# Robust Optimal Classification Trees In many applications, full control of data collection in both training and deployment is rare. For example, the data collection mechanism may change between training and deployment, or the environment may change the distribution of data over time. This corresponds to a *distribution shift*, where the distribution of the training data does not match the distribution of the deployment data. As a result, any trained model can perform poorly in the testing/deployment phase in the presence of distribution shifts `RobustTreeClassifier` is an MIO-based method for building optimal classification trees robust to these distribution shifts for data with integer-valued features.
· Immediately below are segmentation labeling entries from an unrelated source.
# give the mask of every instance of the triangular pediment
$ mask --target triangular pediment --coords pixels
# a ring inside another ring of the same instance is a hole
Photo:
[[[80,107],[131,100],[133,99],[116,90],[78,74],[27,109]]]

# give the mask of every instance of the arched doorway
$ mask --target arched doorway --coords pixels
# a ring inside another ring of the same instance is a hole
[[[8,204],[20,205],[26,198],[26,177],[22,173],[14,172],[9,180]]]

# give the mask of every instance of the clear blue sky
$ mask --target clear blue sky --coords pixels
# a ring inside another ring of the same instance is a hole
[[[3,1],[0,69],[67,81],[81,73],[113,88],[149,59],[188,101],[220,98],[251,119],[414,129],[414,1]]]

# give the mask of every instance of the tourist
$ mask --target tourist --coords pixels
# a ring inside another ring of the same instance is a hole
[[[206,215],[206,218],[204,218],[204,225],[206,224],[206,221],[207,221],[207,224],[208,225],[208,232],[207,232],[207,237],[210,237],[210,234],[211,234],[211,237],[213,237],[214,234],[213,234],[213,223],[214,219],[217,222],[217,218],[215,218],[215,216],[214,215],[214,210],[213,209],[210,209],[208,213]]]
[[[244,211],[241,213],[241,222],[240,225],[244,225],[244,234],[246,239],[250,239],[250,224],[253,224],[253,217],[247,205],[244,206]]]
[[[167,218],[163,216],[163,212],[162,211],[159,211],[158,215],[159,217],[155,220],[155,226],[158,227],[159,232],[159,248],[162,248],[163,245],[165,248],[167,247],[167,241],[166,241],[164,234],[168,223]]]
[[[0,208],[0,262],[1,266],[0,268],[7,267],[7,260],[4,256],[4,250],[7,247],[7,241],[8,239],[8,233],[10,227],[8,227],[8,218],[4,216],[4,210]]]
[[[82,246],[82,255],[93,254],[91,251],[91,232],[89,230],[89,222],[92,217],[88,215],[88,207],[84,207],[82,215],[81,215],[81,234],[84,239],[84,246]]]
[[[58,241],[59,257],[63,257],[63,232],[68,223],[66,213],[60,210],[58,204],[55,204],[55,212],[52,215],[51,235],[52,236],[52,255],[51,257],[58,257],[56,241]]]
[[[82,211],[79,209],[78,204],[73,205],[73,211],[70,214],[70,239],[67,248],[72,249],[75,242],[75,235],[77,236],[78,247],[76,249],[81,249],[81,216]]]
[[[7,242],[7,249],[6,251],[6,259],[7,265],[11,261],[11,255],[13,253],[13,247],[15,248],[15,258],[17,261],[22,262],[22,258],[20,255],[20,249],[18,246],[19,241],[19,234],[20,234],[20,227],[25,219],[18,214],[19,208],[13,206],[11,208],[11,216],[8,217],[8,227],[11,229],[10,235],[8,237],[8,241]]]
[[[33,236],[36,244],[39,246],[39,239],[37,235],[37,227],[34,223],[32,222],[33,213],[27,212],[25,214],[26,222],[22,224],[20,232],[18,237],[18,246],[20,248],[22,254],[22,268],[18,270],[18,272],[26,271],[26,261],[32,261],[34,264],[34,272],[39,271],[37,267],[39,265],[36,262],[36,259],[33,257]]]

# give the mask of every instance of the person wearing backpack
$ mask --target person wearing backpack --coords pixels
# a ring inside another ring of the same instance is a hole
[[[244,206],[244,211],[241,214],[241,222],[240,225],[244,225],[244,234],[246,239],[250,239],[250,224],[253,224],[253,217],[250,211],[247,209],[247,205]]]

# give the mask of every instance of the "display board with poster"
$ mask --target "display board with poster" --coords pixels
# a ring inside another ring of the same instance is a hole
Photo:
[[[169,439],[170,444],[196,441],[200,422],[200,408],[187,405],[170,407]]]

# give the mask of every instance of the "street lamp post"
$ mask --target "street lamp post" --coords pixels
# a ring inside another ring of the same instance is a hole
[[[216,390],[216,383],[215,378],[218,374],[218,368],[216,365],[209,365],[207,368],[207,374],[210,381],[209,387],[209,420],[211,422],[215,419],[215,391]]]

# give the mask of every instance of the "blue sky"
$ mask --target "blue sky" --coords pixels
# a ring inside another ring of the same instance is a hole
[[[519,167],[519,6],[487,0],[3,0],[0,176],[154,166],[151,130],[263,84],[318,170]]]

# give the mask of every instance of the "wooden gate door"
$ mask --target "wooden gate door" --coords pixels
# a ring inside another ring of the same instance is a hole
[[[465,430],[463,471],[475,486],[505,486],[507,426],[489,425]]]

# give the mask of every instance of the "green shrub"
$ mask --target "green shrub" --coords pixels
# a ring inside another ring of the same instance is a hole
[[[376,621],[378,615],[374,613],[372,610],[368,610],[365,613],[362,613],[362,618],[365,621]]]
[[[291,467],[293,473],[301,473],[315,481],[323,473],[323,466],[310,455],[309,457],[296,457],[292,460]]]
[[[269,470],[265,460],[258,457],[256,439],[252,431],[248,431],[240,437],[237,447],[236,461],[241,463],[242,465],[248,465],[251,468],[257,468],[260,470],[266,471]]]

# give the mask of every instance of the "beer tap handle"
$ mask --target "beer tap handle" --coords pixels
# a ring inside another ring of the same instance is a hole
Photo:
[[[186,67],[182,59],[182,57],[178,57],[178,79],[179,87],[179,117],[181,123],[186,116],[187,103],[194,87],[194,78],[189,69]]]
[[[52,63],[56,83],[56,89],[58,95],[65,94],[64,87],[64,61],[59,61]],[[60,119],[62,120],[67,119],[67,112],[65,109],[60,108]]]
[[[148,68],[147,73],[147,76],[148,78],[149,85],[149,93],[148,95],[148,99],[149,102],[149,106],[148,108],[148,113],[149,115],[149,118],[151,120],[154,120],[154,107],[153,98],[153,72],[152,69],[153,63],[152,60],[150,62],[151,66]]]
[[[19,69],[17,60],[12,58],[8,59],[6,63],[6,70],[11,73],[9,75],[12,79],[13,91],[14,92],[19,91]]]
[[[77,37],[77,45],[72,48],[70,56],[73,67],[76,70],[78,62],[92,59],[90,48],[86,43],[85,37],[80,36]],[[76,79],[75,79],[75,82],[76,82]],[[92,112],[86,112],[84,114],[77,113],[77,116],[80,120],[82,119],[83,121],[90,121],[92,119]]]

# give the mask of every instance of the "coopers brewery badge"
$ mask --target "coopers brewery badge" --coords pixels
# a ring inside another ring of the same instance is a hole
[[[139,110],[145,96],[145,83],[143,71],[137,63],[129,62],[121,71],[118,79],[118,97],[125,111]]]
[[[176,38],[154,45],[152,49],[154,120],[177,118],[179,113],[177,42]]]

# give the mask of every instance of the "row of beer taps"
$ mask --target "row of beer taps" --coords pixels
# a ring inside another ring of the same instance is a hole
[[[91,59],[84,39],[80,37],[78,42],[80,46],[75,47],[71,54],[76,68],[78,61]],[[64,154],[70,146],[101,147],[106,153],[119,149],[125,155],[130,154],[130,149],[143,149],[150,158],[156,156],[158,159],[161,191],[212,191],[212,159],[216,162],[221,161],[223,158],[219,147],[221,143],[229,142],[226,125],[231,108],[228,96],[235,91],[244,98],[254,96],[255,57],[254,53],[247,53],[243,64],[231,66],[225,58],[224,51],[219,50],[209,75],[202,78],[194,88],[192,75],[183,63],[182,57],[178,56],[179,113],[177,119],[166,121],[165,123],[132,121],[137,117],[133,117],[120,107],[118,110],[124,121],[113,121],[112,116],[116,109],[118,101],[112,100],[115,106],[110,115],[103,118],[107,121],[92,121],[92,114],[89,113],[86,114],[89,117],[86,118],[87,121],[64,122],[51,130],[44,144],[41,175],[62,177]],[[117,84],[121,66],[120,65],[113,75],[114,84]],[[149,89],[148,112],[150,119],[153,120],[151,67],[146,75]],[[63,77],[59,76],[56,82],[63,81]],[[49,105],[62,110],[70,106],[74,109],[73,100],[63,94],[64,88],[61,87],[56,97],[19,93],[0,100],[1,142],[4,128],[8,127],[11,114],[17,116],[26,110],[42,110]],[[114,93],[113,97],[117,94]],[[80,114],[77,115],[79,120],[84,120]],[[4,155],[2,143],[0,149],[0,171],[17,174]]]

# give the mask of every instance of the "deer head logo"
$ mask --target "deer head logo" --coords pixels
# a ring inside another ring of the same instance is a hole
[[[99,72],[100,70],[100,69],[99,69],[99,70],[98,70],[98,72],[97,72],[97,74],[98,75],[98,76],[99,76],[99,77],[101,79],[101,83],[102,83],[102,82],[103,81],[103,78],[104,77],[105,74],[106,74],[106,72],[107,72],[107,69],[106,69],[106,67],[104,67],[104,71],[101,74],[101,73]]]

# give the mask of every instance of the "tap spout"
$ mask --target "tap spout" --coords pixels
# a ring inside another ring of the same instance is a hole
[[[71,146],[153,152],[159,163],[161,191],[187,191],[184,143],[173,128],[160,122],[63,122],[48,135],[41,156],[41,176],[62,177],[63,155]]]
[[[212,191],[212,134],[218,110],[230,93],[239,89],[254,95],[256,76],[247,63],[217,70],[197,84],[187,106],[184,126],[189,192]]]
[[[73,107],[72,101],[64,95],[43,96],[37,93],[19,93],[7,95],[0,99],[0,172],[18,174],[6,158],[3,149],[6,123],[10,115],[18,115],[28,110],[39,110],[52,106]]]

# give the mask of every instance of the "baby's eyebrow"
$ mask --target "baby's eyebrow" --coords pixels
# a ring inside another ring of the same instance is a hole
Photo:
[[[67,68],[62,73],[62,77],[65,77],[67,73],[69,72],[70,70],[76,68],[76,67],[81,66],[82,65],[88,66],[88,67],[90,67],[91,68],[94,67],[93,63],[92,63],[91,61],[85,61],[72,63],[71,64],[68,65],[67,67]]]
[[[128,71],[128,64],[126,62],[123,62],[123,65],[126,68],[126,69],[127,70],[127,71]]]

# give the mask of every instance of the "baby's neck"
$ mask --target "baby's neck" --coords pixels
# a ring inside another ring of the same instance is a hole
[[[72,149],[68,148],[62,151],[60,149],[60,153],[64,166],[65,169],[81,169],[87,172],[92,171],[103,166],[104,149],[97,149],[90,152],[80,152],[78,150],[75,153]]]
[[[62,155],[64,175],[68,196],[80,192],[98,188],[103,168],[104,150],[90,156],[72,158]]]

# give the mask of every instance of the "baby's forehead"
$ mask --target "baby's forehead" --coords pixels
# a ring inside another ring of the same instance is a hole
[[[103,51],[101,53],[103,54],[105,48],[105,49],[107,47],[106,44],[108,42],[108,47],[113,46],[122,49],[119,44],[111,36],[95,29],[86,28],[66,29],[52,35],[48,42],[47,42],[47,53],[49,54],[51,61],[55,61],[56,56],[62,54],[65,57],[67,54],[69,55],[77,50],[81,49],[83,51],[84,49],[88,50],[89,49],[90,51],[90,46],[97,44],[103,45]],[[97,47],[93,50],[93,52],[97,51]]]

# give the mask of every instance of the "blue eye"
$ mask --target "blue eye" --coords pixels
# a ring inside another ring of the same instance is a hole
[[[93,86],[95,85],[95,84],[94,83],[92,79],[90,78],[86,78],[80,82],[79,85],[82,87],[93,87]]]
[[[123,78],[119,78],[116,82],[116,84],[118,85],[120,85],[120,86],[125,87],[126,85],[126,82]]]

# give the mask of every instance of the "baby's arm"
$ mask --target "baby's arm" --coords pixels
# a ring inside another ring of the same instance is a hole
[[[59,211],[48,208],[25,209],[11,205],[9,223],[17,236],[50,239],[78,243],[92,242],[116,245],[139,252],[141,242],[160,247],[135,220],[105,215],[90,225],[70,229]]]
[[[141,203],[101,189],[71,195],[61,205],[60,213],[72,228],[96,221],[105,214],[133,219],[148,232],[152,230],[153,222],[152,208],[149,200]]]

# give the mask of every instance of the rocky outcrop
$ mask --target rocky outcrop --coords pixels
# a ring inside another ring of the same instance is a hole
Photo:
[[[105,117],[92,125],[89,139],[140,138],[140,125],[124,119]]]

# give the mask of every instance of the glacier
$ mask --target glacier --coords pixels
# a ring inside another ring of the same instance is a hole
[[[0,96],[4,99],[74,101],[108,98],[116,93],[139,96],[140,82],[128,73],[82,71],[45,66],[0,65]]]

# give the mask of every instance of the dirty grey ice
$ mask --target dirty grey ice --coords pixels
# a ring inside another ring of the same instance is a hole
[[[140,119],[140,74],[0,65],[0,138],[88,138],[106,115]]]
Details on the method can be found in the paper (Justin et al. 2021).

robust_shift

## Specifying the Distribution Shift To fit a `RobustTreeClassifier`, the expected distribution shift must be specified. This is through the `costs` and `budget` parameters of the `RobustTreeClassifier.fit()` function. `RobustTreeClassifier` contains a function `probabilities_to_costs` to help generate the values for `costs` and `budget` based on knowledge from the application. The `prob` parameter of `probabilities_to_costs` is a matrix (of the same shape as the training covariates) where each entry contains the estimated probability that feature $f$ of sample $i$ will not be shifted, which can be set based on domain knowledge. The `threshold` parameter of `probabilities_to_costs` tunes how much robustness to distribution shifts is needed (in exchange for solving time), and is some value from 0 (exclusive) to 1 (inclusive), where 1 represents no robustness to uncertainty and values near 0 represent complete robustness to uncertainty (i.e. a tree that does not branch). In most settings, a reasonable range for this parameter is between 0.7 and 1. It is advised to tune this parameter and to try different values. For details on how the costs and budgets are mathematically derived from specified `prob` and `threshold` values, see the paper (Justin et al. 2021). ## References * Justin, N., Aghaei, S., Gómez, A., & Vayanos, P. (2021). Optimal robust classification trees. *The AAAI-2022 Workshop on Adversarial Machine Learning and Beyond*.